Michael Ojo

Personal information
- Born: June 28, 1989 (age 36) Santa Monica, California
- Nationality: Nigerian / American / British
- Listed height: 1.95 m (6 ft 5 in)
- Listed weight: 91 kg (201 lb)

Career information
- High school: Crossroads School (Santa Monica, California)
- College: Lehigh (2007–2011)
- Playing career: 2011–2021
- Position: Point guard / shooting guard

Career history
- 2011–2013: Plymouth Raiders
- 2013–2014: Apollon Limassol
- 2014–2015: Eco Örebro
- 2015: Apollon Patras
- 2015–2016: Sigma Barcellona
- 2016: mmcité Brno
- 2016–2017: Klosterneuburg Dukes
- 2017: Allianz Swans Gmunden
- 2018: Worcester Wolves
- 2019: Tindastóll
- 2019: BPC Virtus Cassino
- 2020–2021: Veltex Shizuoka

= Michael Ojo (basketball, born 1989) =

Nigerian-American basketball player

Michael Adetokunbo Ojo (born June 28, 1989) is a Nigerian-American former basketball player. He played college basketball for the Lehigh Mountain Hawks before playing professionally in Europe.

== Professional career ==
In 2011, Ojo signed with the Plymouth Raiders of the British Basketball League and played there for two seasons. He helped the team make it to the BBL Cup and Trophy finals and in his final season, he averaged 22.5 points per game.

Later, Ojo played professionally in several European leagues, including with Apollon Limassol in Cyprus, Eco Örebro in Sweden, Apollon PATRAS in Greece, Sigma Barcellona in Italy, mmcité Brno in the Czech Republic, and Austrian clubs Klosterneuburg Dukes and Allianz Swans Gmunden.

On January 3, 2018, Ojo signed for the Worcester Wolves. In 21 games, he averaged 11.9 points and 3.0 assists while shooting 41.7% from the three point line. He helped the club to the BBL Cup Final on January 28, 2018, where he scored a team-high 18 points in the Wolves 88–99 loss to the Cheshire Phoenix.

On January 25, 2019, Ojo signed with Tindastóll of the Icelandic Úrvalsdeild karla. He appeared in 3 games for the team, averaging 11.7 points per game, before being released on 8 February.

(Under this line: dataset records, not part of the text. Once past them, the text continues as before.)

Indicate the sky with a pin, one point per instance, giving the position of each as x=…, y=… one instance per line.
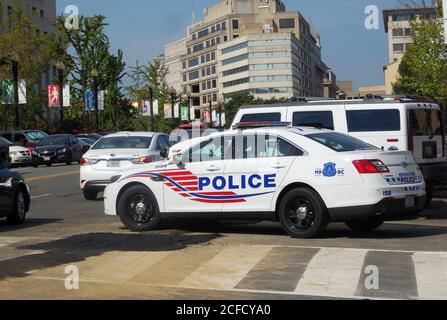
x=141, y=28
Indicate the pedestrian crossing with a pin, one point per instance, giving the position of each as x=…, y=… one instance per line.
x=300, y=271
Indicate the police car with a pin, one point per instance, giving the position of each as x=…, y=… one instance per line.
x=302, y=177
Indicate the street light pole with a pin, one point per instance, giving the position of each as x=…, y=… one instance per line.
x=60, y=68
x=15, y=74
x=94, y=73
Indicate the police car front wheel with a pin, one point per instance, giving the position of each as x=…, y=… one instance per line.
x=302, y=213
x=138, y=209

On 3 March 2019, Ojo signed with BPC Virtus Cassino of the Italian Serie A2.

== Nigerian national team ==
In February 2018, Ojo was invited by the senior national team head coach Alexander Nwora to represent Nigeria in the 2019 World Cup qualifications. He made his debut for the senior national team on 24 February 2018, in a game against Rwanda.